Faire und sorgfältige Asylverfahren sind der Schlüssel dafür, dass verfolgte Menschen Schutz bekommen. In Deutschland gibt es - trotz bestehender Kritikpunkte - grundsätzlich einen hohen Standard im Asylverfahren, der zu halten ist. Wenn die Asylverfahren nicht gut funktionieren, dann verlagert sich die Arbeit im Zweifelsfall auf die Gerichte und führt dort zu Überlastung.

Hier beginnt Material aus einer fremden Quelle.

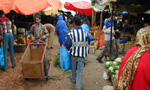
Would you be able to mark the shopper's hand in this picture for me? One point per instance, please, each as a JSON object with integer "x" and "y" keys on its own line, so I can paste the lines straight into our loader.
{"x": 43, "y": 37}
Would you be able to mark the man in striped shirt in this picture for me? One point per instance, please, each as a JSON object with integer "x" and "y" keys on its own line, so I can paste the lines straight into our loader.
{"x": 8, "y": 39}
{"x": 77, "y": 43}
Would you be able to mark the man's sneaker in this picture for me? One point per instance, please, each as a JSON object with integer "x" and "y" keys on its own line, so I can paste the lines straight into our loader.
{"x": 99, "y": 60}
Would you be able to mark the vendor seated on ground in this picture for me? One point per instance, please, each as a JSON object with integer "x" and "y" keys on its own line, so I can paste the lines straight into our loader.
{"x": 38, "y": 30}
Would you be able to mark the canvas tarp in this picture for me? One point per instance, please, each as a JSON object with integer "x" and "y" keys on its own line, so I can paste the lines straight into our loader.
{"x": 28, "y": 7}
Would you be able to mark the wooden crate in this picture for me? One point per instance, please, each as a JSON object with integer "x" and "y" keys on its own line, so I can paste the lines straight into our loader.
{"x": 33, "y": 61}
{"x": 113, "y": 83}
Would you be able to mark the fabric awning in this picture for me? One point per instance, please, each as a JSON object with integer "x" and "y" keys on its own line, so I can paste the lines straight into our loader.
{"x": 82, "y": 7}
{"x": 28, "y": 7}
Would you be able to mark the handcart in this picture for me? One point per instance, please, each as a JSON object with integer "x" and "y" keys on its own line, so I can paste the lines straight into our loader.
{"x": 34, "y": 62}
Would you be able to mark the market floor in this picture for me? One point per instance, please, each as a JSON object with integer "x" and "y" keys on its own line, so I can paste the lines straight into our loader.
{"x": 60, "y": 80}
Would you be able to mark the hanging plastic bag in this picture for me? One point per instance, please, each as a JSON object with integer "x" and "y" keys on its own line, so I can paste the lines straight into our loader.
{"x": 65, "y": 60}
{"x": 1, "y": 57}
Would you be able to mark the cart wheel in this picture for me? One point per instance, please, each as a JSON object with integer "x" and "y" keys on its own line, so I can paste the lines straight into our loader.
{"x": 46, "y": 66}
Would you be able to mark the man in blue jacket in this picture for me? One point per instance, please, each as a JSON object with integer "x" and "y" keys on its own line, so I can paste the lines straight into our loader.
{"x": 62, "y": 30}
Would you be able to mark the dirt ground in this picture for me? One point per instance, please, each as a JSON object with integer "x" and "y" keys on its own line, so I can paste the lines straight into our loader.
{"x": 59, "y": 79}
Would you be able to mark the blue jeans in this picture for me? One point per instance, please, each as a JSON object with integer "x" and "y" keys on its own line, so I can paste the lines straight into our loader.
{"x": 8, "y": 40}
{"x": 77, "y": 64}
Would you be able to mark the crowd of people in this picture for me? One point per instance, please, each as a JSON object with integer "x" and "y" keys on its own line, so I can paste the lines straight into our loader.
{"x": 135, "y": 64}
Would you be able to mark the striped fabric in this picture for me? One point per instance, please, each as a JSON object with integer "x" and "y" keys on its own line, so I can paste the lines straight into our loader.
{"x": 79, "y": 39}
{"x": 5, "y": 23}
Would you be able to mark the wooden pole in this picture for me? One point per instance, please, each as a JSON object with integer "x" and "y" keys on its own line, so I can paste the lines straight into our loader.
{"x": 123, "y": 34}
{"x": 111, "y": 34}
{"x": 100, "y": 28}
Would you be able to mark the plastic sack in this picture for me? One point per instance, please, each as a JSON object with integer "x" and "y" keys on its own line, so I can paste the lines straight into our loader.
{"x": 65, "y": 60}
{"x": 1, "y": 57}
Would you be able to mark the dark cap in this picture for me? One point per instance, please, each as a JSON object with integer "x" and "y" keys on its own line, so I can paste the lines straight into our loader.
{"x": 77, "y": 20}
{"x": 1, "y": 12}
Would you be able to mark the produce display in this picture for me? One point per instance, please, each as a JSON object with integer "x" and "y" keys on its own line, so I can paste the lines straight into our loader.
{"x": 113, "y": 68}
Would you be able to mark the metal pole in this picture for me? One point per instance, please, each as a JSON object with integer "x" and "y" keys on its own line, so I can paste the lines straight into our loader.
{"x": 111, "y": 34}
{"x": 100, "y": 28}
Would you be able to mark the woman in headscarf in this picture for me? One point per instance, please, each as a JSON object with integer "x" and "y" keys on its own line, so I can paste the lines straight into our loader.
{"x": 134, "y": 73}
{"x": 62, "y": 30}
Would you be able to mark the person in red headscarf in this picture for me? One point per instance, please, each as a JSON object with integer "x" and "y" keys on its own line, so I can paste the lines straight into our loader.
{"x": 134, "y": 72}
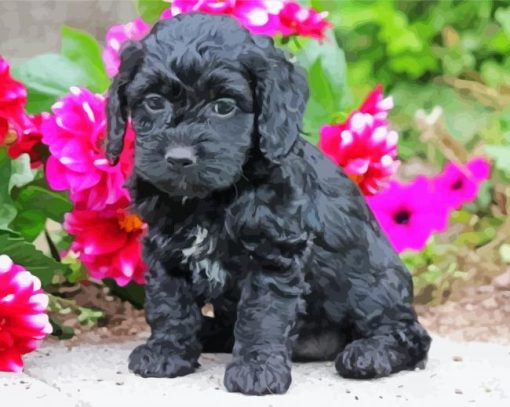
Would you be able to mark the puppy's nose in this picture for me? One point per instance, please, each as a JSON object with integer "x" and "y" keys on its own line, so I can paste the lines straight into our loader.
{"x": 178, "y": 157}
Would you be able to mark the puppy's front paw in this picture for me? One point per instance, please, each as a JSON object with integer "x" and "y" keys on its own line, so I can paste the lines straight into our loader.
{"x": 258, "y": 376}
{"x": 152, "y": 361}
{"x": 363, "y": 359}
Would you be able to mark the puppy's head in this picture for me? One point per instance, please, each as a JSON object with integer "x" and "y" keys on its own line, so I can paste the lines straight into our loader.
{"x": 202, "y": 92}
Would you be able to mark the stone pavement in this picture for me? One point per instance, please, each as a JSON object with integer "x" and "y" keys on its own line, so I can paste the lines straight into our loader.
{"x": 457, "y": 374}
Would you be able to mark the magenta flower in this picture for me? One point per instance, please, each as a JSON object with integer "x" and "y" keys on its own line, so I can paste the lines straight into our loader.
{"x": 298, "y": 20}
{"x": 108, "y": 243}
{"x": 460, "y": 184}
{"x": 258, "y": 16}
{"x": 118, "y": 35}
{"x": 409, "y": 213}
{"x": 363, "y": 145}
{"x": 29, "y": 140}
{"x": 74, "y": 135}
{"x": 23, "y": 319}
{"x": 13, "y": 97}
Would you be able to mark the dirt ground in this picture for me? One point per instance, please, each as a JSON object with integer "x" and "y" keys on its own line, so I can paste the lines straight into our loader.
{"x": 483, "y": 314}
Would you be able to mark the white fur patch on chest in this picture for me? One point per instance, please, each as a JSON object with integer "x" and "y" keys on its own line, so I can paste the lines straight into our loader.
{"x": 200, "y": 258}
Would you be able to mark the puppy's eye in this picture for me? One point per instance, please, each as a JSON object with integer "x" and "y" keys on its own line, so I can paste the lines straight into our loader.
{"x": 224, "y": 107}
{"x": 155, "y": 102}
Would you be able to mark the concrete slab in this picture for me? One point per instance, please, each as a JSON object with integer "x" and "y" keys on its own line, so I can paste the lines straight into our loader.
{"x": 457, "y": 374}
{"x": 22, "y": 390}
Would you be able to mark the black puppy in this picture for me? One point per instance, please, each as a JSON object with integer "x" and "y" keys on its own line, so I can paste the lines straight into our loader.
{"x": 246, "y": 215}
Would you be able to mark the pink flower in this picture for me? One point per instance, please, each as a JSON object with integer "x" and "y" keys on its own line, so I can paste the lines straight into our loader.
{"x": 295, "y": 19}
{"x": 409, "y": 213}
{"x": 74, "y": 135}
{"x": 258, "y": 16}
{"x": 108, "y": 243}
{"x": 460, "y": 184}
{"x": 364, "y": 145}
{"x": 29, "y": 141}
{"x": 23, "y": 319}
{"x": 13, "y": 97}
{"x": 118, "y": 35}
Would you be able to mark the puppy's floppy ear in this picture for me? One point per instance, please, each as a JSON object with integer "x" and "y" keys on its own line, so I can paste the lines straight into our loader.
{"x": 281, "y": 94}
{"x": 117, "y": 108}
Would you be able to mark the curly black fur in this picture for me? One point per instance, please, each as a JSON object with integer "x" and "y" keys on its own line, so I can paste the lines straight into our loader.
{"x": 250, "y": 217}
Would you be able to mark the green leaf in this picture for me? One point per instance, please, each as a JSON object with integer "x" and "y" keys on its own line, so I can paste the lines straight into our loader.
{"x": 327, "y": 82}
{"x": 501, "y": 157}
{"x": 25, "y": 254}
{"x": 7, "y": 209}
{"x": 35, "y": 205}
{"x": 504, "y": 252}
{"x": 134, "y": 293}
{"x": 48, "y": 77}
{"x": 150, "y": 10}
{"x": 502, "y": 16}
{"x": 82, "y": 48}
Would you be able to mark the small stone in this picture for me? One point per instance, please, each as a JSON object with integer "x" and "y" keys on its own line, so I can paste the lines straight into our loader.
{"x": 485, "y": 289}
{"x": 502, "y": 282}
{"x": 489, "y": 303}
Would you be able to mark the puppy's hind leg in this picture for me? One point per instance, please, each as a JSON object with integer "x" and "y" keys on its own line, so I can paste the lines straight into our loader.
{"x": 175, "y": 320}
{"x": 389, "y": 349}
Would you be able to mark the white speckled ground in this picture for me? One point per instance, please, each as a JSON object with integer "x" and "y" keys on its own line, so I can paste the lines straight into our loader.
{"x": 457, "y": 374}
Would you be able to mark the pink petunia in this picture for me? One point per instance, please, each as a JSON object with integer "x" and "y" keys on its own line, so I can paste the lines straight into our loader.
{"x": 13, "y": 98}
{"x": 409, "y": 213}
{"x": 23, "y": 319}
{"x": 364, "y": 145}
{"x": 116, "y": 36}
{"x": 298, "y": 20}
{"x": 108, "y": 243}
{"x": 257, "y": 16}
{"x": 29, "y": 140}
{"x": 74, "y": 135}
{"x": 458, "y": 184}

1. Anpassung des deutschen Asylgesetzes: Statt das Asylgesetz durch Streichungen zu verkomplizieren, sollte es gemäß der GEAS-Reform angepasst werden. Dies betrifft neben den Verfahrensnormen auch die Definitionen von „Familie“ und „Familienangehörigen“, schutzbietenden Akteuren, internem Schutz und dem Verfolgungsgrund „Zugehörigkeit zu einer bestimmten sozialen Gruppe“. Eine solche Verfahrensweise wäre auch mit der EuGH-Rechtsprechung vereinbar, insbesondere da die Reform ohnehin nationale Umsetzungsspielräume beinhaltet.

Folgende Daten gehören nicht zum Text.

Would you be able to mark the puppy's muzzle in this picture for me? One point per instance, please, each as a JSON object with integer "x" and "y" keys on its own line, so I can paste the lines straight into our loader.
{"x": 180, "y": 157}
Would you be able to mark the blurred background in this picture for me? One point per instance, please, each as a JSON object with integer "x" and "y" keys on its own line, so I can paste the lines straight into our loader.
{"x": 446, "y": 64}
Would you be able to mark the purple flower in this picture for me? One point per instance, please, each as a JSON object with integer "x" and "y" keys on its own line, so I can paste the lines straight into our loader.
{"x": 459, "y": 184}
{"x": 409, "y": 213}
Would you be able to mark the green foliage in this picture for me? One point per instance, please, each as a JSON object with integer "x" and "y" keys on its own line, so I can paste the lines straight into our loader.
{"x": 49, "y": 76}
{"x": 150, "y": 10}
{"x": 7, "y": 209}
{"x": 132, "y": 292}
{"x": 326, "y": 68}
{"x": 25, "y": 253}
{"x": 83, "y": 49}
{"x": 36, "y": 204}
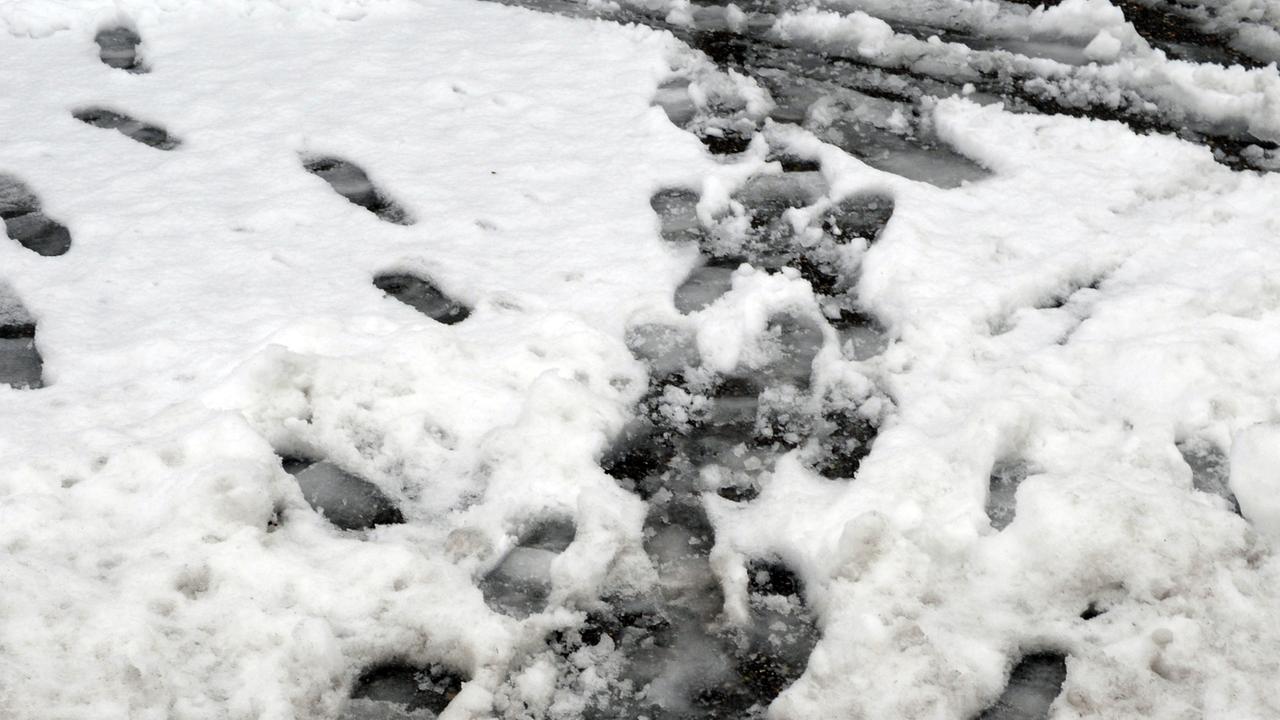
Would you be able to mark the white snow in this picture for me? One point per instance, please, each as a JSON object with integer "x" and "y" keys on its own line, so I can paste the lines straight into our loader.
{"x": 1101, "y": 297}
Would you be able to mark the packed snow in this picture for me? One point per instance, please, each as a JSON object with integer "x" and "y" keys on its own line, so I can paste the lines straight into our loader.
{"x": 412, "y": 359}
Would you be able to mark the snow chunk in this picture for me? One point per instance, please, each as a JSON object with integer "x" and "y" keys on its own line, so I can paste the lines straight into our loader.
{"x": 1256, "y": 477}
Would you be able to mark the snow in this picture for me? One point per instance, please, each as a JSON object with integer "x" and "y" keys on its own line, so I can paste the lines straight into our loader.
{"x": 1002, "y": 423}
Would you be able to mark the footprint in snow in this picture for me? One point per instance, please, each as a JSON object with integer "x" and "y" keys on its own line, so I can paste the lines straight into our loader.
{"x": 1033, "y": 684}
{"x": 347, "y": 501}
{"x": 26, "y": 223}
{"x": 146, "y": 133}
{"x": 21, "y": 365}
{"x": 398, "y": 691}
{"x": 521, "y": 583}
{"x": 350, "y": 181}
{"x": 421, "y": 295}
{"x": 118, "y": 48}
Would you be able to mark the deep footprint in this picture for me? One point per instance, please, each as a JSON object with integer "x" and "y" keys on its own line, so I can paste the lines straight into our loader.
{"x": 1210, "y": 470}
{"x": 521, "y": 583}
{"x": 423, "y": 296}
{"x": 146, "y": 133}
{"x": 21, "y": 365}
{"x": 26, "y": 223}
{"x": 398, "y": 691}
{"x": 118, "y": 48}
{"x": 1033, "y": 686}
{"x": 344, "y": 500}
{"x": 1002, "y": 492}
{"x": 351, "y": 182}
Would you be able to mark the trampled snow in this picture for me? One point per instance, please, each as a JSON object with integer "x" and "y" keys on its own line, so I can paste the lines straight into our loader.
{"x": 466, "y": 360}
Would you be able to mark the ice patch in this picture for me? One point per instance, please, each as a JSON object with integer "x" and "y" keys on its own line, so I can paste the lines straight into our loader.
{"x": 521, "y": 583}
{"x": 344, "y": 500}
{"x": 704, "y": 286}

2. Keine neuen „sicheren Drittstaaten“: Zulässigkeitsentscheidungen im Asylverfahren bleiben optional für Mitgliedstaaten (Art. 38 AVVO). Abgesehen von dem separaten Dublin-Regime, spielen Unzulässigkeitsentscheidungen wegen angeblich sicherer Drittstaaten in Deutschland bislang keine Rolle. Es ist auch nicht zielführend, durch neue „sichere Drittstaaten“ eine andere Praxis aufzubauen, da dies praktisch nur sehr schwer durchsetzbar sein würde und die Asylverfahren bzw. den Zugang zu Schutz stark verzögern würde. Dies ergibt sich aus den Stellungnahmen der Sachverständigenanhörungen des BMIs.

3. Keine Ausweitung von o.u.-Entscheidungen oder „sicheren Herkunftsstaaten“: Durch Art. 42 AVVO werden in vielen Fällen beschleunigte Asylverfahren zur Pflicht. Dies bedeutet auch kürzere Klagefristen (vgl. Art. 67 Abs. 7 a) AVVO) und keine aufschiebende Wirkung der Klage (vgl. Art. 68 Abs. 3 a) i) AVVO), was bereits eine große Benachteiligung für die Betroffenen und eine nicht zu unterschätzende Herausforderung für Anwält*innen wäre. Da die Regelung nur "unbeschadet des Grundsatzes der Nichtzurückweisung" gilt und dieser eine aufschiebende Wirkung von Rechtsbehelfen erfordert, muss aber auch in diesen Fällen die aufschiebende Wirkung der Regelfall sein. Die Bundesregierung sollte die Rechtslage nicht weiter verschärfen und keine weiteren o.u.-Gründe einführen oder neue „sichere Herkunftsstaaten“ benennen, insbesondere nicht wenn bestimmte Teilgebiete oder Personengruppen (z.B. LSBTI+) in dem Land eindeutig nicht sicher sind (vgl. BVerfG).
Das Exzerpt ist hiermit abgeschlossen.